Even though COVID-19 saw an unprecedented number of layoffs and budget cuts for enterprises across the world, cybersecurity remained to be one of the key areas of investments, especially for SMBs. A new report by Kaspersky titled “Investment adjustment: aligning IT budgets with changing security priorities” suggested that SMBs on average spent $275k for cybersecurity in 2020, which was $8000 more than the previous year.
The report highlighted that 71% of SMBs and bigger enterprises are planning to increase their cybersecurity spending in the next three years, while only 17% plans to keep its spending unchanged. “For those SMBs looking to increase their security spend, one of the top three drivers was cited as wanting to increase security spend in response to the increased complexity of IT infrastructure (43% compared to 36% the previous year),” the report added. “This is followed by the need to improve internal specialist security expertise (39%) and for a third (34%) of SMBs, senior-level management wants to increase budgets to improve company defenses.”
The report also found that the share of security in overall IT budgets has grown from 23% in 2019 to 26% in 2020 within SMBs, and from 26% in 2019 to 29% in 2020 for enterprises. Another key finding was that the average cost of data breaches decreased to $101k for SMBs and $1.09 million for enterprises in 2020, compared to $108k and $1.41 million in 2019. While for companies and SMBs who were looking at reducing their cybersecurity spending, the only driving factors were senior management within enterprises who had no reason to invest so much in the future at 32%, while SMBs which are cutting down their overall expenses at 29%.

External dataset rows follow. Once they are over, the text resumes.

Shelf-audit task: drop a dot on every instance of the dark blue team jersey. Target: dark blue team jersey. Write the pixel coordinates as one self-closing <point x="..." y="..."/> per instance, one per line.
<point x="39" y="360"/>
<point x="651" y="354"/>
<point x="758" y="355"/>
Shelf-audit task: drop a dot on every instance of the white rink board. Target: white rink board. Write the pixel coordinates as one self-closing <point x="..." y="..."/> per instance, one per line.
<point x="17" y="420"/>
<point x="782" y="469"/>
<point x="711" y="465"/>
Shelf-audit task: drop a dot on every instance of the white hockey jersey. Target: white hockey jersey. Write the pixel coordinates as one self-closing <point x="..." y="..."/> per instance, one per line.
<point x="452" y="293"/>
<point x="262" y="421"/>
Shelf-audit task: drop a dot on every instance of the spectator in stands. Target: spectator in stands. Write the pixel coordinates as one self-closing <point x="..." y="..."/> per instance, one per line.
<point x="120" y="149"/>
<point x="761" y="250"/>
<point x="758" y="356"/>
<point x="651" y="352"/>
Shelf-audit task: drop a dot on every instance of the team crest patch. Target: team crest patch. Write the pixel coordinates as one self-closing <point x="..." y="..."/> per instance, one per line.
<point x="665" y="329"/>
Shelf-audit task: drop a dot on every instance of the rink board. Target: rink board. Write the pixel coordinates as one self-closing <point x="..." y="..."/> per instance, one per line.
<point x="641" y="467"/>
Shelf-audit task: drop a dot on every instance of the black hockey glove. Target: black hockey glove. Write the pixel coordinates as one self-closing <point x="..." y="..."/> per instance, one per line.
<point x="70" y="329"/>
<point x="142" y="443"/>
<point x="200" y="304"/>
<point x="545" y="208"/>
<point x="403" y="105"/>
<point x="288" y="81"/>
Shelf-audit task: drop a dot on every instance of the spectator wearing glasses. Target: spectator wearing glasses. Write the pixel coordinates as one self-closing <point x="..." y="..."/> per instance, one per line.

“MSMEs are doing the best they can but having to account for a suddenly expanded network to manage employees who will be using a mix of home and corporate devices for their role. They must rely more upon the security awareness of users to prevent the spread of malware, but this is a challenge,” Laurence Pitt, Global Security Strategy Director at Juniper Networks, told CISO MAG in a recent interview.
To conclude, COVID-19 has brought cybersecurity into the limelight even for many SMBs.